Enfin, il convient de rappeler que l'agenda autour des dérives de l'opération Lava Jato ne doit pas être l'agenda principal des élections de 2020. J'ai été l'un des premiers à critiquer l'opération Lava Jato et je suis absolument convaincu qu'il s'agissait d'une opération politisée qui a instrumentalisé le judiciaire en vue de cibler l'ancien président Lula. Je suis également absolument convaincu que le juge Sergio Moro s'est associé à Jair Bolsonaro bien avant 2018 et a pris des décisions judiciaires dans l'intention de le soutenir. Je suis également favorable à la punition de Deltan Dallagnoll pour plusieurs de ses actions illégales, dont la conférence absurde donnée secrètement à XP.

Mais l'agenda fixé par l'ancien président Lula et le PT qui centrent le jeu électoral autour de ces questions n'a pas tendance à avoir du soutien. L'agenda électoral de la gauche en 2020 devrait être différent et se concentrer sur la destitution de Bolsonaro, sur la relance de l'économie et sur la prévention de l'augmentation de la pauvreté et des inégalités. Pour cela, il faut comprendre que gagner les élections dans les villes clés est plus important que récupérer le PT et que les candidats des autres partis de gauche sont très bien positionnés dans certaines villes électorales importantes.
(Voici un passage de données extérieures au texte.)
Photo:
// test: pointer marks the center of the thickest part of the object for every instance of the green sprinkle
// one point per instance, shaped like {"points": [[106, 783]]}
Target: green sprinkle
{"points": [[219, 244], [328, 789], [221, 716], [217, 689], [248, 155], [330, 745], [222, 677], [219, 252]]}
J'offre quelques exemples, le principal dans la ville de São Paulo. Guilherme Boulos a atteint la barre des 11% des intentions de vote dans la ville de São Paulo, selon les recherches de Big Ideia, une barre respectable qui rend possible une victoire aux élections. Dans une recherche publiée ce week-end, elle semble liée à Tatto. Pendant ce temps, Jilmar Tatto est un candidat machine avec des bases populaires dans le sud de la ville et une incapacité totale à étendre sa candidature aux secteurs de la classe moyenne de la capitale.
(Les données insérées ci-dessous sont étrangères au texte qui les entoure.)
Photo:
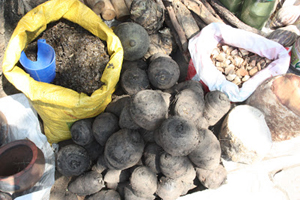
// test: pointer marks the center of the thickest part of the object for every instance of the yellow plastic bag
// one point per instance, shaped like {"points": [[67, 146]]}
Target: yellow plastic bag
{"points": [[59, 107]]}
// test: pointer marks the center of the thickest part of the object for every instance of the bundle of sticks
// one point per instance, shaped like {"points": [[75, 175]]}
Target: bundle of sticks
{"points": [[184, 17]]}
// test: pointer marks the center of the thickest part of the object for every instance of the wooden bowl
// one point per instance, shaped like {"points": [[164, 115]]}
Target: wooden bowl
{"points": [[22, 165]]}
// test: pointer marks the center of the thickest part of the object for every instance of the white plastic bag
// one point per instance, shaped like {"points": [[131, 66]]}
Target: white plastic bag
{"points": [[24, 124], [202, 44]]}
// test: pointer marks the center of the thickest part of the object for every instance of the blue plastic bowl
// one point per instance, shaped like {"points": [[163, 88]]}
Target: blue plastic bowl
{"points": [[44, 68]]}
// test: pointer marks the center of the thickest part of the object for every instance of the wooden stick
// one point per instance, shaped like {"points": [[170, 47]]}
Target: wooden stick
{"points": [[231, 18], [122, 12], [210, 9], [199, 8], [105, 8], [185, 19]]}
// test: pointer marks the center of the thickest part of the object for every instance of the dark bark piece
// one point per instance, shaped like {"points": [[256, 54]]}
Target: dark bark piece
{"points": [[230, 17]]}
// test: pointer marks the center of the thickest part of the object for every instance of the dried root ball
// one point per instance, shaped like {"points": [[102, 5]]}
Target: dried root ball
{"points": [[81, 132], [143, 181], [217, 104], [169, 189], [116, 176], [129, 194], [117, 104], [245, 139], [87, 184], [100, 165], [207, 154], [148, 136], [148, 14], [123, 149], [94, 150], [178, 136], [134, 38], [151, 156], [212, 179], [105, 195], [134, 80], [125, 119], [188, 179], [148, 109], [188, 104], [72, 160], [196, 86], [104, 125], [163, 72], [139, 63], [174, 166]]}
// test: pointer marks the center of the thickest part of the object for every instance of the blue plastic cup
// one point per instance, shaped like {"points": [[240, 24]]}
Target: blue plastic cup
{"points": [[43, 69]]}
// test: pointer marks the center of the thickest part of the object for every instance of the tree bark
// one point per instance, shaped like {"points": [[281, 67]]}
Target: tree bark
{"points": [[200, 9], [185, 19], [231, 18]]}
Dans d'autres villes, on a constaté des problèmes similaires : la division de la gauche à Belo Horizonte, où la candidature de l'actuel maire Alexandre Khalil est très forte, pourrait faire disparaître le PT du conseil municipal, d'autant plus si le candidat Bruno Engler soutenait de Jair Bolsonaro parvient à polariser avec Khalil. Dans le même temps, le PT dispose de candidats solides et compétitifs dans certaines villes du Nord-Est, comme Salvador et Recife.
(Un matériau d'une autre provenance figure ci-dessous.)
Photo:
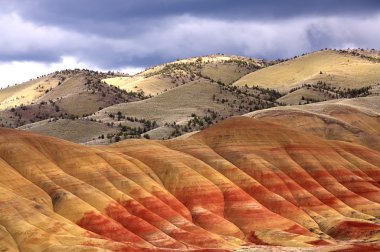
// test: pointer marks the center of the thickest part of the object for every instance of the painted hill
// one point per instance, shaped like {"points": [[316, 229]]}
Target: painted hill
{"points": [[242, 182], [153, 81]]}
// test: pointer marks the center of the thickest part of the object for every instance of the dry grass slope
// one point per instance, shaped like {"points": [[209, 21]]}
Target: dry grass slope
{"points": [[338, 69], [217, 190]]}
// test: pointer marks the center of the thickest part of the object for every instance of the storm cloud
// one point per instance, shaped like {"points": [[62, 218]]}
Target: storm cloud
{"points": [[124, 34]]}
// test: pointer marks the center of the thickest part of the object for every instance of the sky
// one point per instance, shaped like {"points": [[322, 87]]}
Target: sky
{"points": [[41, 36]]}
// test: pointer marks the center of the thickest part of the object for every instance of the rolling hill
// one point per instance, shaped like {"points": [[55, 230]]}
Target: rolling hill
{"points": [[352, 120], [219, 68], [218, 190], [320, 76], [184, 96]]}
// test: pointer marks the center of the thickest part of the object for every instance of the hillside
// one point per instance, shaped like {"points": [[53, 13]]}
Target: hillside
{"points": [[185, 96], [76, 93], [218, 190], [193, 106], [353, 120], [219, 68], [336, 68]]}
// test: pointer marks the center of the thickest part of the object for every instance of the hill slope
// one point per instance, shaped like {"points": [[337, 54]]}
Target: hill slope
{"points": [[219, 68], [353, 120], [218, 190], [336, 68]]}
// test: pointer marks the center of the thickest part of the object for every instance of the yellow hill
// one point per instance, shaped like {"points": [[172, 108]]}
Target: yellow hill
{"points": [[339, 69]]}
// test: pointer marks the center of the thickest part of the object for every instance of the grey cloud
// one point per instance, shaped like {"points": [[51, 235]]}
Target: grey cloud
{"points": [[141, 33]]}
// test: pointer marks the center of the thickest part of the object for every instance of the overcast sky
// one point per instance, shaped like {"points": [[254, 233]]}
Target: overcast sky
{"points": [[41, 36]]}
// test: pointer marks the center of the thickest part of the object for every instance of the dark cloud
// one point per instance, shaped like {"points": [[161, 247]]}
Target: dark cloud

Ainsi, deux questions se posent au PT : premièrement, se rendre compte qu'il y a eu un processus de relativisation de sa force politique dans plusieurs capitales. Dans les cas de São Paulo et de Belo Horizonte, villes que le PT a gouvernées pendant plus d'un mandat, la réalité est qu'aujourd'hui il est plus petit que les autres partis de gauche ou a moins de potentiel de croissance électorale, tout comme le Psol est plus petit dans les capitales .do Nordeste et d'autres partis tels que le PC do B sont importants dans certains États du Nord-Est comme le Maranhão. Autrement dit, dans tous ces cas, il y a une possibilité que la gauche gagne si elle reste unie dans la campagne, mais elle n'existe pas si le PT suppose dès le départ qu'elle est la plus grande ou la seule force pertinente de la gauche.

La reconnaissance de sa force limitée dans le champ gauche aujourd'hui est le principal défi auquel est confronté le PT et qui déterminera sa survie à long terme. Le PT a réussi à survivre à l'assaut de la droite, l'attaque la mieux orchestrée de l'histoire brésilienne contre une force politique et ses dirigeants, mais il pourrait être confronté à un défi encore plus grand s'il ne parvient pas à s'adapter à la nouvelle réalité des forces de gauche en Brésil. Là, il subira des accusations de la part des forces de droite par rapport auxquelles il peut survivre, mais il survivra isolé dans le champ politique des forces de gauche. C'est le plus grand risque auquel le PT est confronté aujourd'hui. Le renverser tant qu'il est encore temps contribuera à la victoire de la gauche aux élections municipales de 2020 qui se profile à l'horizon.

*Léonard Avritzer est professeur de science politique à l'UFMG. Auteur, entre autres livres, de Le pendule de la démocratie (Toujours).